Андрейка в больнице тоже не отвечал на вопросы врача Дядьсаш. И не знал, что такое «температурка». Но потом он всё узнал. У него на сломанной ноге был тогда гипс — белый твёрдый чулок. Лебедь встал на одну ногу, и Андрейка увидел, что вторая была у него обёрнута марлей. Крыло сегодня подсохло, и на него не так уж страшно смотреть.
Андрейка заглянул в корытце с едой, и у него радостно забилось сердце: там почти ничего не осталось. Значит, лебедь стал есть. И вода в миске была выпита. Андрейка быстро высыпал зерно в корытце и сказал:
— Ты молодец. Воды тебе привезу. Ешь!
Андрейка перелез через загородку. Лебедь всё ещё стоял на одной ноге.
Неужели хромой Бадма говорил правду и в Лебедя-Лебедина стрелял дядя Андрей? Нет, не мог он стрелять в такую красивую птицу, не мог он так искалечить ей крыло. Если бы дядя Андрей хотел послать бабушке Долсон и Андрейке Лебедя-Лебедина, то он попросил бы его сесть на юрту или на крышу кошары.
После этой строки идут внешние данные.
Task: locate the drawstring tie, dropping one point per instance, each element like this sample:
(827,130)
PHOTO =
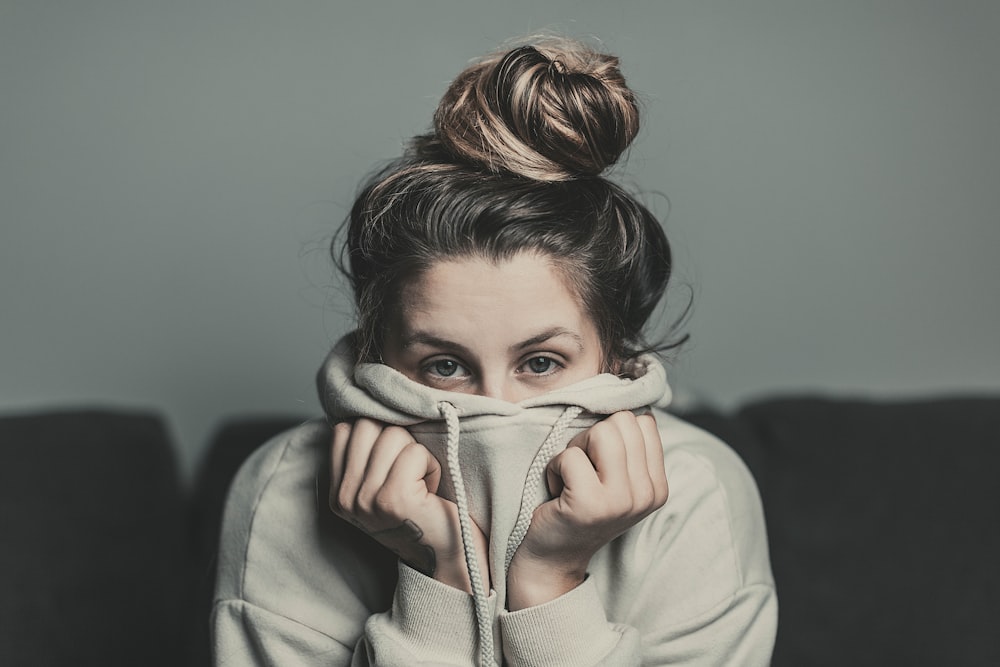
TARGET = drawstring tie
(483,620)
(530,499)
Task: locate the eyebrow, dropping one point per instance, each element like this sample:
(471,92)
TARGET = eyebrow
(411,339)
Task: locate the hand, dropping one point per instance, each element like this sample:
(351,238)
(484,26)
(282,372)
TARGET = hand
(607,479)
(385,483)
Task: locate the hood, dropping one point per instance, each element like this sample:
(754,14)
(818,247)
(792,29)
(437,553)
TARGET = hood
(493,453)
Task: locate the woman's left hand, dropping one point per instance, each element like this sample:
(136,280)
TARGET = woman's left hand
(607,479)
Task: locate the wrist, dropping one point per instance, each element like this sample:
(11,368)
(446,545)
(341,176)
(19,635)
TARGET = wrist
(533,582)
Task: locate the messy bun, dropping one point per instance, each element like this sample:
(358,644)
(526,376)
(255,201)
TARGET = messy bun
(514,165)
(551,111)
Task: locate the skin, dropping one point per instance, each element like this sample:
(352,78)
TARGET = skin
(509,330)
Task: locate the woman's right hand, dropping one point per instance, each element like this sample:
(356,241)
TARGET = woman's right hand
(385,483)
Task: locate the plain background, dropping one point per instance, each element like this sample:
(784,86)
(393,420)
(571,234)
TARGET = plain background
(171,174)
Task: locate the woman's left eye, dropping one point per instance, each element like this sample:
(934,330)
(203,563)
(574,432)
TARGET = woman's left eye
(540,365)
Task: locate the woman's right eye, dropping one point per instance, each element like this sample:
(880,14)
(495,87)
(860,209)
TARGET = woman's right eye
(446,368)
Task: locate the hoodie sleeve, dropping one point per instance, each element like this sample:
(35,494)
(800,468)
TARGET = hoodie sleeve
(690,585)
(246,634)
(296,586)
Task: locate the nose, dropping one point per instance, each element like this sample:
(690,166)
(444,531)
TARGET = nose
(497,386)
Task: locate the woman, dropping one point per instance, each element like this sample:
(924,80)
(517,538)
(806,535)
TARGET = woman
(494,486)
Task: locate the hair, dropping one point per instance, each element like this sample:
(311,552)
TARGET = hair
(514,164)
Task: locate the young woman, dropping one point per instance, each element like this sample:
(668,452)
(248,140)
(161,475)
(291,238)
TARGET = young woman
(490,486)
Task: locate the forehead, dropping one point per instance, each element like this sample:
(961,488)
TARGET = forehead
(476,295)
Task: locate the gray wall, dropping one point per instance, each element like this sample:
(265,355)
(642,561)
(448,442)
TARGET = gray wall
(170,173)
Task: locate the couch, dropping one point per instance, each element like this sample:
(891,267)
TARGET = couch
(883,524)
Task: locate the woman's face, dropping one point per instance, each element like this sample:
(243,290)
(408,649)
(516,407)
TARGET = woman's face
(509,330)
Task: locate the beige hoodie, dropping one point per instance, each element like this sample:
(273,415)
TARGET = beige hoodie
(690,583)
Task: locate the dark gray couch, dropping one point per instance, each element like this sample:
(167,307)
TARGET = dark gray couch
(883,522)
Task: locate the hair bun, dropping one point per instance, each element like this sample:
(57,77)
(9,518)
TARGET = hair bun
(552,111)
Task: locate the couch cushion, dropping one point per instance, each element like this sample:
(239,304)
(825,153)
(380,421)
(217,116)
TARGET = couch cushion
(91,540)
(884,524)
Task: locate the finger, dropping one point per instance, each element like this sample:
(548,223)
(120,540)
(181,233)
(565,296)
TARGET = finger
(359,445)
(387,446)
(572,472)
(654,457)
(633,439)
(405,479)
(338,454)
(605,448)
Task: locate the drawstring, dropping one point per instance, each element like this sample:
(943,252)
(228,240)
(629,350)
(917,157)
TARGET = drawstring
(483,619)
(530,499)
(530,496)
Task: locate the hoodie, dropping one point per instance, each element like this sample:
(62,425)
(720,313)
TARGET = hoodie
(296,585)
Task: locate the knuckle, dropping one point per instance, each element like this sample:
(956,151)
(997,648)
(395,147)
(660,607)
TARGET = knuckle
(385,502)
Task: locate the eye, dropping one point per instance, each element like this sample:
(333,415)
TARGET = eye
(445,368)
(540,365)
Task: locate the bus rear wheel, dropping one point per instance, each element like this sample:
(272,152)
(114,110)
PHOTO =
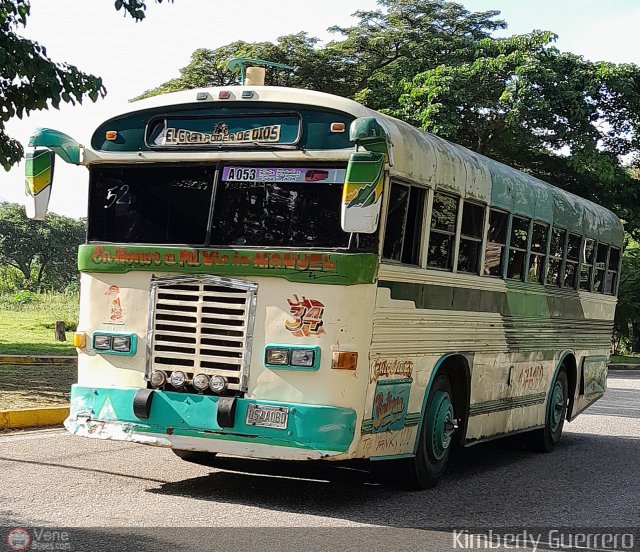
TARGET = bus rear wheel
(547,438)
(436,436)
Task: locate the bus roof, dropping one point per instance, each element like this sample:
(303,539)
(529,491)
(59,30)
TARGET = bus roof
(424,158)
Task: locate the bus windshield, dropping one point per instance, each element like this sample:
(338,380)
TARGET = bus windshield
(298,208)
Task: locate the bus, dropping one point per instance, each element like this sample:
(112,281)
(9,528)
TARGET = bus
(279,273)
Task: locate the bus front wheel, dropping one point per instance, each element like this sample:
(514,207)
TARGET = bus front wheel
(547,438)
(436,437)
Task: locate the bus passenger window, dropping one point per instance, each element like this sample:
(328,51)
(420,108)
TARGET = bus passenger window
(587,264)
(444,216)
(517,248)
(571,266)
(612,271)
(496,243)
(471,237)
(556,254)
(538,251)
(600,267)
(404,224)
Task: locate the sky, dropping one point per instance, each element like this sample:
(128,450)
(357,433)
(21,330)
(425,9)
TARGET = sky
(133,57)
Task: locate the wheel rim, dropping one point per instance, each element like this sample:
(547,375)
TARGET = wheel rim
(557,406)
(440,425)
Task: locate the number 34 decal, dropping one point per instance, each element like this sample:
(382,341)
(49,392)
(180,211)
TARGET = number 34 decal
(118,195)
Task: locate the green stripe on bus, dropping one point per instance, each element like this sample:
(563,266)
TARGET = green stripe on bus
(313,267)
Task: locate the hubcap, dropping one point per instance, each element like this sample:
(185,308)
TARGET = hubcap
(556,406)
(441,425)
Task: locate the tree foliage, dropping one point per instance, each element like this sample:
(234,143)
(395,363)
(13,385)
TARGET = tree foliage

Лебедь-Лебедин всё рассказал бы и улетел к своей стае. Дядя Куку говорит: «Какой же подлец стрелял в такого красавца? Руки бы и ноги ему переломать!» Нет, хромой Бадма всё врёт. Андрейка пролил аршан, а Лебедь-Лебедин выпил простую воду и съел еду. Ему не надо аршана от хромого Бадмы.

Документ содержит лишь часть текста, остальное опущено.